Fig. 2 Scaffolding genomes with Pore-C a) NA12878 b) C. elegans c) Drosophila d) Arabidopsis

Using Pore-C contact information to improve assembly contiguity of several genomes

To demonstrate the effectiveness of scaffolding assemblies with Pore-C data, we performed de novo assembly using Flye for all genomes apart from human (NA12878), which we assembled with Shasta. For each genome, Pore-C data was processed to create virtual paired contacts, which were used for scaffolding the assemblies. The results show that scaffolding with approximately 10x Pore-C data can increase assembly contiguity substantially, even when the initial draft assembly is highly fragmented (Figs. 2 a-d). Where scaffolded assembly N50 is greater than the reference, it indicates that sequence that is missing from the current reference assemblies.

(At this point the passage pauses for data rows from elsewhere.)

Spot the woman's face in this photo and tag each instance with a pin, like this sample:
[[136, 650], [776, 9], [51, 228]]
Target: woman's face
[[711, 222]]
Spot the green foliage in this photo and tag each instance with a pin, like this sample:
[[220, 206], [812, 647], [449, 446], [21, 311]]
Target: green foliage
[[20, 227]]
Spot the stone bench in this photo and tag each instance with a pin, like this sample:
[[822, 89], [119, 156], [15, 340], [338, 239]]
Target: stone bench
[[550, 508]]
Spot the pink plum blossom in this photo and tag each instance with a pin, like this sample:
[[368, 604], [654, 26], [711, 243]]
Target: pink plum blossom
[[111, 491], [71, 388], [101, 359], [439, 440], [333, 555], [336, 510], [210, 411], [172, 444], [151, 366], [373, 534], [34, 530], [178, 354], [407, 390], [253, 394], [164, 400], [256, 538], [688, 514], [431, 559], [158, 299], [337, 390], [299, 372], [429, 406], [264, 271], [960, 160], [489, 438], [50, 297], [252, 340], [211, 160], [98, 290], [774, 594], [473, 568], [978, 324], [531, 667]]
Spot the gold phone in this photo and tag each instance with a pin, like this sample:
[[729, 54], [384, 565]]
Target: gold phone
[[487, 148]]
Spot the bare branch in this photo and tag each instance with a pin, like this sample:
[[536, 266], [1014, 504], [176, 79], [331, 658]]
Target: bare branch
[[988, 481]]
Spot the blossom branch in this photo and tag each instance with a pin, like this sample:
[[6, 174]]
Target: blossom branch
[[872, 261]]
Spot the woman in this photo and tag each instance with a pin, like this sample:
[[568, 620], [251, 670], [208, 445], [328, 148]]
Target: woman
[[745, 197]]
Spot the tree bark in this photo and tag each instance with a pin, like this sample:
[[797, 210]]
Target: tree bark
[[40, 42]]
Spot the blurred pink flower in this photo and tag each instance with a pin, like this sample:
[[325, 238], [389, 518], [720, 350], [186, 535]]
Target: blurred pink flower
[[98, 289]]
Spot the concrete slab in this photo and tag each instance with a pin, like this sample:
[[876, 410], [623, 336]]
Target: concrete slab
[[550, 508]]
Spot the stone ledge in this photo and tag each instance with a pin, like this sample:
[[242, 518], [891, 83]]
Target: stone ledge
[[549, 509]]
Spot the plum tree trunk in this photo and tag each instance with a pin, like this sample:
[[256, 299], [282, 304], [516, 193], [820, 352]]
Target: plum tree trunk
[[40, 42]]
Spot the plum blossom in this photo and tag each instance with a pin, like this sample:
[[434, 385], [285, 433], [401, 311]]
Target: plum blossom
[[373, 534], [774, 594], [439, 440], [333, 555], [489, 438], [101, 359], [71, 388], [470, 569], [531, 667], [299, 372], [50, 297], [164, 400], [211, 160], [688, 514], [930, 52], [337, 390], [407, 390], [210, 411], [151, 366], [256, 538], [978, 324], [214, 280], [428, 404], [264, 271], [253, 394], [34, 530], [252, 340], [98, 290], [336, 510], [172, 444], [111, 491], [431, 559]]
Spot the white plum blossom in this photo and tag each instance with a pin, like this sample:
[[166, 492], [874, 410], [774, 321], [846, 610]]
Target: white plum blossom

Fig. 3 Haplotype-resolved assemblies a) concept b) and c) collapsed and trio-binned ONT assemblies, respectively d) pipeline e) phasing f) and g) resolving haplotypes h) and i) final assemblies

New assembly pipeline enables chromosome-scale haplotype-resolved assemblies of large diploid genomes using a combination of long nanopore reads and Pore-C data

Many assemblers collapse diploid genomes into a haploid assembly, mixing variants from both haplotypes randomly (Fig. 3a). Each contig/scaffold of a collapsed assembly has k-mers from both parents (Fig. 3b). It is preferable to have an assembly for each separate haplotype, and this is often achieved by trio binning. Here, unique k-mers are extracted from each parent’s data and then used to separate the reads into paternal and maternal. The two sets are then assembled separately. This results in one assembly per haplotype where each contig/scaffold only has k-mers from one parent (Fig. 3c). However, parent data is not always available. Here we present an alternative where phasing, based on long-reads and Pore-C, enables reads to be separated into haplotypes without the need for parent data. The pipeline, based on DipASM, first assembles ONT reads into a collapsed assembly, aligns the long reads back and calls variants (Fig. 3d). These variants are then phased into chromosome-scale phaseblocks. We obtain a single phaseblock for each chromosome, containing virtually all variants with correct phasing (Fig. 3e). Next, reads are tagged using the phased variants and separated into haplotypes. The vast majority of base pairs can be phased in this way. A final assembly step yields a chromosome-scale assembly for each haplotype. The resulting scaffolds either stem from the paternal or the maternal haplotype and have human-reference scale N50s (Figs. 3f and 3g). Distinguishing maternal and paternal scaffolds is difficult without trio information, and thus both assemblies are a mix of paternal and maternal scaffolds. Finally, Figs. 3h and 3i show dot plots for both assembled haplotypes compared to the T2T CHM13 assembly.